Monday 17 September 2018

Michel Ray



            I spent a lot of Sunday getting caught up on my journal.
I only went out to mail my income report to Social Services.
I washed a pair of shorts just in case Monday is hot so I would have a clean pair to wear to Romantic Literature class.
I saw my neighbour Benji mopping the hall floor even though the landlord is back from his vacation. I asked him if he was trying to earn his Boy Scout merit badge. He said he just needed something to do and some exercise.          
I watched an episode of The Naked City but though this story took place in New York City, unlike the others I’ve seen, it wasn’t a characteristically New York story and it was more than a little contrived. The adolescent son of a Latin American dictator has come to New York and police protection has been assigned to him in addition to his personal bodyguard who is a former matador. The matador, who is a hero of the boy, is secretly part of a plot to assassinate the boy’s father and the plan is that at the moment of his father’s death, to avoid him coming to power as a legacy dictator, the boy must die as well. At 16:00 the next day the president will be assassinated. At that time every day the boy and the matador play a game that the boy loves in which he pretends to be a bull and the matador pretends to kill him, only this time the plan is for him to really slay the boy with his sword. When the time comes the matador can’t go through with it but two of the rebels anticipated this and show up at the hotel room with guns. The matador kills himself with his sword and the police guard stops the assassins.
The dictator’s son was played by Michel Ray, who acted until his final performance in the film, Lawrence of Arabia. He went to Harvard Business School and also became an Olympic skier in several winter games. He became a millionaire banker and married the daughter of Freddie Heineken. Michel is now worth $4.5 billion.
The matador was played by Michael Ansara, who was married to Barbara Eden for 16 years and who played the Klingon Commander Kang on three Star Trek series.

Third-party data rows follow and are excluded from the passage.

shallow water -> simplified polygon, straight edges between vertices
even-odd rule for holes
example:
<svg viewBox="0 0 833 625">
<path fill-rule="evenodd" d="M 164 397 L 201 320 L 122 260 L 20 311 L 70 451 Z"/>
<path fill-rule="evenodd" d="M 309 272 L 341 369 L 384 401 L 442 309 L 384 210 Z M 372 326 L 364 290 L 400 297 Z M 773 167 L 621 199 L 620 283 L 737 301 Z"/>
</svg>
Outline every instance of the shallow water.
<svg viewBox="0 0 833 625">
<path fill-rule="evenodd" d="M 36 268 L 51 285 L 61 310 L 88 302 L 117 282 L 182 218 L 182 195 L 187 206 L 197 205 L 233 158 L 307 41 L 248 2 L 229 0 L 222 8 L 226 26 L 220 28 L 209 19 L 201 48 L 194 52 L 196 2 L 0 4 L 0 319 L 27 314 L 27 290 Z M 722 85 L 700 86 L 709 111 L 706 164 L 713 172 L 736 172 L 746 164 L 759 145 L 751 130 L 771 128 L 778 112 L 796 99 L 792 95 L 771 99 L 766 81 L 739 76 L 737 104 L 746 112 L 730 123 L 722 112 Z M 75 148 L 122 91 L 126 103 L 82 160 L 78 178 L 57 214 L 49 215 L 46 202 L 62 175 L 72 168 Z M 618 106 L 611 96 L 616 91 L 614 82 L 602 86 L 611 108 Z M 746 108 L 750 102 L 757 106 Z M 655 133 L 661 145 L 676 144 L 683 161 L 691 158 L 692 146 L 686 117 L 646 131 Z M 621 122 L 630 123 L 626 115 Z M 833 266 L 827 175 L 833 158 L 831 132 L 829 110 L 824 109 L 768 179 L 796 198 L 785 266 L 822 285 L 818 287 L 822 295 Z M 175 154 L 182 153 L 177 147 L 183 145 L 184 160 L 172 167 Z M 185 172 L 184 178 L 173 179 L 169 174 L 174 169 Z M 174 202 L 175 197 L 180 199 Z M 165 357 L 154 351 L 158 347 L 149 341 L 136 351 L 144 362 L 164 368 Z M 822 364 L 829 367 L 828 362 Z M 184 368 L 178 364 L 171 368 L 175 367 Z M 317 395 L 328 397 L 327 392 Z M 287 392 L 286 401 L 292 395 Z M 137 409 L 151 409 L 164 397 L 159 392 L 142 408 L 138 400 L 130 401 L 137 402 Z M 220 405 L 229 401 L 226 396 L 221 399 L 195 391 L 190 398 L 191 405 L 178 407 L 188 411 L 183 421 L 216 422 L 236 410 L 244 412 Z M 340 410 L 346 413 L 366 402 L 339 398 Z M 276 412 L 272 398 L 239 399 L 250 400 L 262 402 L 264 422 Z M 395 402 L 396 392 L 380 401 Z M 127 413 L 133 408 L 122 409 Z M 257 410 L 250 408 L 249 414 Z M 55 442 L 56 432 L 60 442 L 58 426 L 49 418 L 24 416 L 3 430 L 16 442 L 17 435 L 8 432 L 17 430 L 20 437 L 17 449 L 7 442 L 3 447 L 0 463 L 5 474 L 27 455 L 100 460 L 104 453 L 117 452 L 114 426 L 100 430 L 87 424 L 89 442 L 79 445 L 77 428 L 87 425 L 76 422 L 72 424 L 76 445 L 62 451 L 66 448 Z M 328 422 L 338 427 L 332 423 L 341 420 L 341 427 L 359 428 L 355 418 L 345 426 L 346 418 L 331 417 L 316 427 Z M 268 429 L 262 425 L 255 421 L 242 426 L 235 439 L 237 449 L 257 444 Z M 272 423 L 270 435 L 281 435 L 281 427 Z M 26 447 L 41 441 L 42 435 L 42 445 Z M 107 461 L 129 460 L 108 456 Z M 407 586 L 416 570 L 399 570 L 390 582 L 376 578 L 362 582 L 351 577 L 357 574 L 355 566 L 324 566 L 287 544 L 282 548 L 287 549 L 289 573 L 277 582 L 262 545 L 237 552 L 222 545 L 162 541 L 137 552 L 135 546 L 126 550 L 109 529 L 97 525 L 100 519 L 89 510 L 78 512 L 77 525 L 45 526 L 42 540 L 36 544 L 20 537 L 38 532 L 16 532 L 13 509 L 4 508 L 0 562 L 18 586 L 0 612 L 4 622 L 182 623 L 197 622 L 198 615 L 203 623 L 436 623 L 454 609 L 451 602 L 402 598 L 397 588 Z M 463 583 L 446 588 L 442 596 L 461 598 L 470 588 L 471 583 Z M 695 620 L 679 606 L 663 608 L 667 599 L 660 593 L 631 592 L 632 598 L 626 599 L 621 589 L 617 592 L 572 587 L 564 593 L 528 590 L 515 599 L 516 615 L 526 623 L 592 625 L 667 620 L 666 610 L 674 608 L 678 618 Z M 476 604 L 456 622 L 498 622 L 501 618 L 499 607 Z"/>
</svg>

I finished reading William Wordsworth’s Preface to The Lyrical Ballads. He's essentially saying that the best poetry comes from appropriating the language and themes of the culture of the poor and the working class because their experiences are more genuine and evoke deeper emotions that after meditative reflection can be transformed into poetry. He also says that there is no difference between the language of prose and poetry.